With wat, the relative clause refers more to the entire preceding idea (reading an inspiring story), not just the noun verhaal.
So your original sentence with wat emphasizes:
The strategy of reading an inspiring story is what usually helps.
In Dutch, adverbs like vaak (often) usually come before the verb in simple clauses:
- Zij helpt vaak. = She often helps.
- Dit werkt meestal goed. = This usually works well.
So in the relative clause wat vaak helpt:
- wat – relative pronoun / subject
- vaak – adverb
- helpt – finite verb
Word order wat vaak helpt is natural and correct.

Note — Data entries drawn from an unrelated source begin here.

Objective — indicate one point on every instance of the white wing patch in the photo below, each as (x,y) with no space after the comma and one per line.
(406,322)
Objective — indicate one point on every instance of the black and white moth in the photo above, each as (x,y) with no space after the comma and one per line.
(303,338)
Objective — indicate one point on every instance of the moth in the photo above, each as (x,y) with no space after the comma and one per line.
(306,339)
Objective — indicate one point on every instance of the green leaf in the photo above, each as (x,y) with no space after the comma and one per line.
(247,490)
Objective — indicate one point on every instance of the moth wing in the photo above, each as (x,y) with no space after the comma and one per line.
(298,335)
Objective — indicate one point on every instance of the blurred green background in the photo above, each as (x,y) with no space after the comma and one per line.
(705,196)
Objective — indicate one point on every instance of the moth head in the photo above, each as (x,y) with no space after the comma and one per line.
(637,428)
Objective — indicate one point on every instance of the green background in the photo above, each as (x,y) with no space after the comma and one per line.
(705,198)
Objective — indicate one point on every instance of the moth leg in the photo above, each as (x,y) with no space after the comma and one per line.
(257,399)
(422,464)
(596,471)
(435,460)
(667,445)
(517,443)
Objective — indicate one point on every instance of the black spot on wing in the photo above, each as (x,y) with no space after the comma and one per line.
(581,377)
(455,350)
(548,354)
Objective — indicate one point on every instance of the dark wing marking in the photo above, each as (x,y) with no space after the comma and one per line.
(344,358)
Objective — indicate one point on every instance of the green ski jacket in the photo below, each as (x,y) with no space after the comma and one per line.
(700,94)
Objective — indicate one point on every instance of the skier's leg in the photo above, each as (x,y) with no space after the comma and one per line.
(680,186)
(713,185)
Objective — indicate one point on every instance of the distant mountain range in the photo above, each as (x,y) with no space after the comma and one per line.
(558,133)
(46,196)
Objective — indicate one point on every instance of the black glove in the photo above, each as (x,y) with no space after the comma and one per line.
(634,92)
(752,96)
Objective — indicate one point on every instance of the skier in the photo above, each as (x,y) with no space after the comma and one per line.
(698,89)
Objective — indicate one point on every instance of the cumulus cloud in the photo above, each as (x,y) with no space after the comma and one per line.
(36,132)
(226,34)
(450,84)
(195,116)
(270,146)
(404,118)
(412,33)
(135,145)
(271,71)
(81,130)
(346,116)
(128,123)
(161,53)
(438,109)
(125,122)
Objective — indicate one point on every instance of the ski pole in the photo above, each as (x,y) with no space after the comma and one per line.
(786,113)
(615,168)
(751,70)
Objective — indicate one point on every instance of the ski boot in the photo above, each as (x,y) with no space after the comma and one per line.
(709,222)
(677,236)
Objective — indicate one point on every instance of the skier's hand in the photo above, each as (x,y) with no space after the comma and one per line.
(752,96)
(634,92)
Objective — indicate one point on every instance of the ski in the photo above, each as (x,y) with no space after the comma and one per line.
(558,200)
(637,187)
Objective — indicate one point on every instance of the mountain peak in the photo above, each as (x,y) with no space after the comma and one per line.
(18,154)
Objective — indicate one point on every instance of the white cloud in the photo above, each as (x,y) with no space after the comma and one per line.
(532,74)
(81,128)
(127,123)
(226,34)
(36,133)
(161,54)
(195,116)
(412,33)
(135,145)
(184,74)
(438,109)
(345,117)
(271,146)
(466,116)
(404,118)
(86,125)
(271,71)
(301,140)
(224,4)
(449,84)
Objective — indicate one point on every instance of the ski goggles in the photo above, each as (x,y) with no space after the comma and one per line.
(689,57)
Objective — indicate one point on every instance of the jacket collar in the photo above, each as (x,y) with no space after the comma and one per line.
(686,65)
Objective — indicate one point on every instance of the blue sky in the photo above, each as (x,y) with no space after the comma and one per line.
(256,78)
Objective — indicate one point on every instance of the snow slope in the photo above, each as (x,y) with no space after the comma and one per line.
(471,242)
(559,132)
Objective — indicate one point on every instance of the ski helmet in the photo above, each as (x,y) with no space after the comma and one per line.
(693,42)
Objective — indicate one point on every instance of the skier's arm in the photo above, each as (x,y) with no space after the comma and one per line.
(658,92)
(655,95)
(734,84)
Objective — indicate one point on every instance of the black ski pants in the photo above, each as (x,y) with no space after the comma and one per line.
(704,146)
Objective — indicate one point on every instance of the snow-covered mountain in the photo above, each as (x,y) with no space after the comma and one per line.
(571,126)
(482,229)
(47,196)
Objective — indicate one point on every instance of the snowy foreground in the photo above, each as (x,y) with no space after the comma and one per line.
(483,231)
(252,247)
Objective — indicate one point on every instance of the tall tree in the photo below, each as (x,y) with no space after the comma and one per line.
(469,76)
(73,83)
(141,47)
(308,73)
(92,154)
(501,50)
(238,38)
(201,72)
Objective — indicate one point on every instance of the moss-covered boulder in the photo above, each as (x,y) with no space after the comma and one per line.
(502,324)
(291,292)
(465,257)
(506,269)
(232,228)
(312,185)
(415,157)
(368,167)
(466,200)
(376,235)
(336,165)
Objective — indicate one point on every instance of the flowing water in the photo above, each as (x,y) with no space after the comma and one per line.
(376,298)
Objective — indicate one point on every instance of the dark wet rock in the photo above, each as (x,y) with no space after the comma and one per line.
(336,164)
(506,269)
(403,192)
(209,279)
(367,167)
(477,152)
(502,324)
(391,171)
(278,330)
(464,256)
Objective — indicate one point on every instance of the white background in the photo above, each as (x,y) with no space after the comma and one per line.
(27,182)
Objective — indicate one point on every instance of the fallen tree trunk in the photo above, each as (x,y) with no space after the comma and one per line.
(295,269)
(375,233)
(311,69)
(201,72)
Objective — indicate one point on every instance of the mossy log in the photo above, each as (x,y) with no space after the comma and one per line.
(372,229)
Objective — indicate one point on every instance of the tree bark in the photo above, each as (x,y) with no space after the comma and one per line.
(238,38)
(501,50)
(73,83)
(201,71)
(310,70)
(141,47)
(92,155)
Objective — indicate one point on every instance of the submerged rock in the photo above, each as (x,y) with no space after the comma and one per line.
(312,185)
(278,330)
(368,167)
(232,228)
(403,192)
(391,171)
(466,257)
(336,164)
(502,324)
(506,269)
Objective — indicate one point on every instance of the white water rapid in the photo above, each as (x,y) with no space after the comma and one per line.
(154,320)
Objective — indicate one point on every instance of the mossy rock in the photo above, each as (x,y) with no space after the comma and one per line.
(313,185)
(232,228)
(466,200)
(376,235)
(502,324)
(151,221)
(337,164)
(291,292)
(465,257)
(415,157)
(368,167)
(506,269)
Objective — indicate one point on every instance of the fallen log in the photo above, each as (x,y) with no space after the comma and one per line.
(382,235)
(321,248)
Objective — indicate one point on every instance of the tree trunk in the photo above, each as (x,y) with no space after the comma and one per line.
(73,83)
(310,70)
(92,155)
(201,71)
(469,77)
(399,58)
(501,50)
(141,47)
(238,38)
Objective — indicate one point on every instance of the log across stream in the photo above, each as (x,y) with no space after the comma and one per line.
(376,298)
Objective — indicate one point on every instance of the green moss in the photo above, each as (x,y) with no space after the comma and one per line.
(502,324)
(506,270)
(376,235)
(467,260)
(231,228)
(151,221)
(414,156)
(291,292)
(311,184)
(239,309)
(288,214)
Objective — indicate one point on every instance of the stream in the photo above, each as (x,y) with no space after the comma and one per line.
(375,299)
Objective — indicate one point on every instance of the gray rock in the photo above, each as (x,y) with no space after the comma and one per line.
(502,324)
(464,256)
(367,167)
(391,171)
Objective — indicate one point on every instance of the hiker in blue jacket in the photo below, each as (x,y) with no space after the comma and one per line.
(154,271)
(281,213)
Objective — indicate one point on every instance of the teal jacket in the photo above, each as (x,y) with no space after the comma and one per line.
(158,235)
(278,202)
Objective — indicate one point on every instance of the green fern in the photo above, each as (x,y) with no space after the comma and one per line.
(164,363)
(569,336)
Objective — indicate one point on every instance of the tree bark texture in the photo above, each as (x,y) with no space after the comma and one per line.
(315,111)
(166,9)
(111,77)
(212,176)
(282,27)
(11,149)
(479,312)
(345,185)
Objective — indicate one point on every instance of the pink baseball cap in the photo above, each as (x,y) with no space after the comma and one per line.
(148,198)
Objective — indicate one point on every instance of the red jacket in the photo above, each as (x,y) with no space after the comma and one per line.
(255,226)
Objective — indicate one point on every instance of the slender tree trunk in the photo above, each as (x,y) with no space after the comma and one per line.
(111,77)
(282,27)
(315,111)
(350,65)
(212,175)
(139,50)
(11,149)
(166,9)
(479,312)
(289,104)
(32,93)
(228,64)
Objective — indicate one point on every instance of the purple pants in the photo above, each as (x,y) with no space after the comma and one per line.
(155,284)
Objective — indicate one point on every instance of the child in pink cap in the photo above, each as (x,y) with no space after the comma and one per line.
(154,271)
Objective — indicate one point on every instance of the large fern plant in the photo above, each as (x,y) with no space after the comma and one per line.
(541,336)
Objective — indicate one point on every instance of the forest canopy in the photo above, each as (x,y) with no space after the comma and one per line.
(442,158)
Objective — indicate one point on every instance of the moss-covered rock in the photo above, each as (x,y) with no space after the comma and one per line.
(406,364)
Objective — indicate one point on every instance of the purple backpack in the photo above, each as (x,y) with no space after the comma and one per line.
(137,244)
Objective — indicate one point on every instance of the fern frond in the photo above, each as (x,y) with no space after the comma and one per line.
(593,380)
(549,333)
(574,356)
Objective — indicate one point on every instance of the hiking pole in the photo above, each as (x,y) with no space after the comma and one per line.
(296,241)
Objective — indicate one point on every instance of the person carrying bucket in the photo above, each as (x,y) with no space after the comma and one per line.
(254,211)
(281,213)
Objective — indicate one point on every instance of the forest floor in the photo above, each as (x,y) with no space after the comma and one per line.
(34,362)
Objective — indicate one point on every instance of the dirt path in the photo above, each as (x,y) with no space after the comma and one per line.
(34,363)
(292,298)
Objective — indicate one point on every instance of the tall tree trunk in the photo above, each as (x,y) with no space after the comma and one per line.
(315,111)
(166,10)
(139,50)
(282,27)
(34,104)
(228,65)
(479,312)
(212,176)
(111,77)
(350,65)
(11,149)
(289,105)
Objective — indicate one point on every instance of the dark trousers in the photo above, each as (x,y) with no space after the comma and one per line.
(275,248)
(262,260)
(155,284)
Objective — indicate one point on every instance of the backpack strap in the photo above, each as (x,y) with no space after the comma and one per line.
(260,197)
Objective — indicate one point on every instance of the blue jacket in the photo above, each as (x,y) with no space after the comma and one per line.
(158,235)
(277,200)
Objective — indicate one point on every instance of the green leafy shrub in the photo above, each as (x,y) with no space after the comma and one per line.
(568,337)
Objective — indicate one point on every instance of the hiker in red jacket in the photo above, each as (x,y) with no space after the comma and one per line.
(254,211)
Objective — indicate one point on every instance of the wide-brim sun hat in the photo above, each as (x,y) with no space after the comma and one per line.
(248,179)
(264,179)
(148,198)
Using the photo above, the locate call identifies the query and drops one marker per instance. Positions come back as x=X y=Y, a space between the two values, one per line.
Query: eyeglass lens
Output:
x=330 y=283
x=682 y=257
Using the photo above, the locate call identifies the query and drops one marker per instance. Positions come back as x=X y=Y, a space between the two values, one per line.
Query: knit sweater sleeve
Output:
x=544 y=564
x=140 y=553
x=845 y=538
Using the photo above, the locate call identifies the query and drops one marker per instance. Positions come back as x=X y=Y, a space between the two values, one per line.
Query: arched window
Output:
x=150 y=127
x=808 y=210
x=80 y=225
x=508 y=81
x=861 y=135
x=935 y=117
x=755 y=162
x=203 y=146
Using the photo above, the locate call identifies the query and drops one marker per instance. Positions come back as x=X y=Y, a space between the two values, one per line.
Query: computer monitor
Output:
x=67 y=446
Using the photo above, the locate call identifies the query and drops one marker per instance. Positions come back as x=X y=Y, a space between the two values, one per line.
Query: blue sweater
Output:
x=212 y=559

✗ wat helpt vaak sounds off here and is normally incorrect in standard Dutch word order for this type of clause. You would only move vaak for special emphasis or in different structures, but not like this in a neutral relative clause.
Dutch uses the simple present tense much more broadly than English, especially for:
- General truths
- Habits
- Regular reactions in certain conditions
So:
- Als haar motivatie laag is, leest Anna een inspirerend verhaal, wat vaak helpt.
Expresses a habitual pattern:
Whenever that condition is true, this is what she does, and this is the result.
English might sometimes choose a conditional:
- If her motivation were low, Anna would read an inspiring story, which would often help.
But in Dutch, the plain present is perfectly normal and more natural here. You only really need the conditional (zou lezen, zou helpen) if you want to stress unreality or speculation.
Yes, you can:
- Als haar motivatie laag is, dan leest Anna een inspirerend verhaal, wat vaak helpt.
The word dan is optional and often used in spoken Dutch to make the cause–effect sequence clearer:
- Als X (dan) Y. = If/when X, (then) Y.
Meaning does not change significantly; dan just adds a bit of emphasis to the result part.
Note that the word order stays the same:
- Als haar motivatie laag is, dan leest Anna…
(still verb in second position in the main clause: leest)
Both are possible, with slightly different focuses:
Als haar motivatie laag is
Literally: If her motivation is low.- Focuses on the level of her motivation.
- Very natural and idiomatic.
Als zij weinig motivatie heeft
Literally: If she has little motivation.- Focuses more on quantity (“little motivation”).
- Also correct and natural.
So you could say:
- Als zij weinig motivatie heeft, leest Anna een inspirerend verhaal, wat vaak helpt.
Both versions are good; the original just uses the “X is laag” pattern instead of “weinig X heeft”.
That comma separates the main clause from a non‑restrictive relative clause:
- Main clause: leest Anna een inspirerend verhaal
- Relative clause: wat vaak helpt
A non‑restrictive relative clause adds extra information about the situation, not essential for identifying what is being discussed. In English, this is like:
- She reads an inspiring story, which often helps.
Dutch normally uses a comma before such a “wat” clause. Without the comma, it might look more like a restrictive clause (defining which thing you mean), but here it’s clearly extra comment, so the comma is standard.